Word of the Day: Bow, Beau and Bough


bow / ˈbau̇


verb (1)


  1. to bend at the waist or head as a sign of respect

They bow to you when borrowing, you bow to them when collecting.

Russian Proverb


  1. to bend at the waist in acknowledgment of applause

Every now and then one stands up and orates at length to the unfortunate crowd, after which he bows to their scattered applause.

from ‘When the Sea is Rising Red’ by Cat Hellisen, 1977-


  1. to acknowledge or suffer defeat

The more the panic grows, the more uplifting the image of a man who refuses to bow to the terror.

Ernst Junger, 1895-1998


  1. to exert force on something so as to cause to bend

The thunder burst in loud claps; the wind bowed the trees far down toward the earth, already wet with the rain.

from ‘Dallas-A Sketch’ by Olive McHenry, ?-


  1. to usher in or out through a tilt of the head or waist

You always have to know when to bow out. You bow out while you are on top.

L.A. Reid, 1956-


  1. to curve due to external pressure

[…] when the trees bow down their heads, the wind is passing by.

from ‘Who Has Seen the Wind?’ by Christina Rossetti, 1830-1894


noun (1)


  1. a bending of the body to show respect or acknowledgment

In a stage play, you kill the leads and they come out for a bow – in a movie, they don’t come out for a bow, they’re dead.

Frank Oz, 1944-


noun (2)


  1. the frontmost part of a ship

If the bow is sinking, the stern follows.

Filipino Proverb




noun (3)


  1. a weapon which has a curved springy part with a cord which propels an arrow

You will soon break the bow if you keep it always stretched.

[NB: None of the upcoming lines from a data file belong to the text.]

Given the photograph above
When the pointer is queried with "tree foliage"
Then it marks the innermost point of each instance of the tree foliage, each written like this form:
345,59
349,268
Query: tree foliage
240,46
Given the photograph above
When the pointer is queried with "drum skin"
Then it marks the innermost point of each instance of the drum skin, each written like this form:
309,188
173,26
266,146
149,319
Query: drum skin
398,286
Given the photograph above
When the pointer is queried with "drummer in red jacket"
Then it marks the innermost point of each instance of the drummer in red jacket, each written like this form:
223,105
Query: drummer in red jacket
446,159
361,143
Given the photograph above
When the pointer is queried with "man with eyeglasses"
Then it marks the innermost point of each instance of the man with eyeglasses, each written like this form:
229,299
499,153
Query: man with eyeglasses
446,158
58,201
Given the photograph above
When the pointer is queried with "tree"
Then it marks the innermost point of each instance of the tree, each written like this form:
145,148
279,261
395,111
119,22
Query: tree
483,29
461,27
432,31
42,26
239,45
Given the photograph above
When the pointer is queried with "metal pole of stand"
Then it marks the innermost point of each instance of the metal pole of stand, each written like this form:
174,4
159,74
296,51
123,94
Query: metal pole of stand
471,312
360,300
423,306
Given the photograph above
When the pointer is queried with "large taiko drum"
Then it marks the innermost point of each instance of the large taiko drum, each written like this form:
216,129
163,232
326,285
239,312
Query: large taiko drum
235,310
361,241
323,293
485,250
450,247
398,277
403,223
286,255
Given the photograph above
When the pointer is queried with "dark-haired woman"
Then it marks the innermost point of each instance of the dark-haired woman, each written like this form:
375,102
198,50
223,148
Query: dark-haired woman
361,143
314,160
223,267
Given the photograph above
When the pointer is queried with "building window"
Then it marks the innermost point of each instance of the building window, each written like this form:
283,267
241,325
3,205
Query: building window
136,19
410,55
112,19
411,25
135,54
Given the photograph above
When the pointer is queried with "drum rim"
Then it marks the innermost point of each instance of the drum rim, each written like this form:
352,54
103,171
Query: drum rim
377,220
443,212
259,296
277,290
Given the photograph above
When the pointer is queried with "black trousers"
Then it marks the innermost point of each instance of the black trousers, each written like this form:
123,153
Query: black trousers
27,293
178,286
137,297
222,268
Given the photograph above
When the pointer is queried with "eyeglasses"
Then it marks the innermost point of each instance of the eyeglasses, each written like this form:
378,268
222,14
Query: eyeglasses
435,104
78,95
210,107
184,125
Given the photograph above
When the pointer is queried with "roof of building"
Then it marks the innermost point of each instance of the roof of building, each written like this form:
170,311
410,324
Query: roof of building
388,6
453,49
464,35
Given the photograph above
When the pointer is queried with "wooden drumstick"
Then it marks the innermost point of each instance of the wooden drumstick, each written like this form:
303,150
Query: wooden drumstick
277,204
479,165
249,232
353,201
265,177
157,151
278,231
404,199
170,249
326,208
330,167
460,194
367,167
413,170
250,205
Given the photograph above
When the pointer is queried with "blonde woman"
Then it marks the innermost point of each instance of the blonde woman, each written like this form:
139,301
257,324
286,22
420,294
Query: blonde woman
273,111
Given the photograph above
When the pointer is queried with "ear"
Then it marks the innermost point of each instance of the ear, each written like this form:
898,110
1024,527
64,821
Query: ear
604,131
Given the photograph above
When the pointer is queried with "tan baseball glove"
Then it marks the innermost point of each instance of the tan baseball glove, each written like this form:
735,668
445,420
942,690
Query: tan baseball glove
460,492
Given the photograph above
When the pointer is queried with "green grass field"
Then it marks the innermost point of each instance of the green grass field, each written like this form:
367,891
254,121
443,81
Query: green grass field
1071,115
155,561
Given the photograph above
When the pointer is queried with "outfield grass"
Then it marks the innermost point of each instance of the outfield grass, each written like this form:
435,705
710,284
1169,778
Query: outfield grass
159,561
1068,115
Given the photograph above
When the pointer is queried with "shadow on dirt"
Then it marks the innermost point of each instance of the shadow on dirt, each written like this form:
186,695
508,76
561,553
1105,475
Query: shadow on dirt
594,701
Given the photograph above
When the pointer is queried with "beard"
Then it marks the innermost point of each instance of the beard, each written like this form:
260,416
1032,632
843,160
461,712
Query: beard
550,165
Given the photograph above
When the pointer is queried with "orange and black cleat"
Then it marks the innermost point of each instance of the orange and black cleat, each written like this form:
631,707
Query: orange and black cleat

Norman Vincent Peale, 1898-1993


  1. a knot made by doubling string into multiple loops

Nobody’s life is wrapped up neatly in a bow.

Zoe Lister-Jones, 1982-


  1. in music, a wooden or fiberglass rod strung with horsehair or some other stringy material, used to play a violin or other string instrument

Remember always that the composer’s pen is still mightier than the bow of the violinist; in you lie all the possibilities of the creation of beauty.

John Philip Sousa, 1854-1932


verb (2)


  1. to curve

Foundation walls bow for a variety of reasons, including water pressure, root penetration and poor construction.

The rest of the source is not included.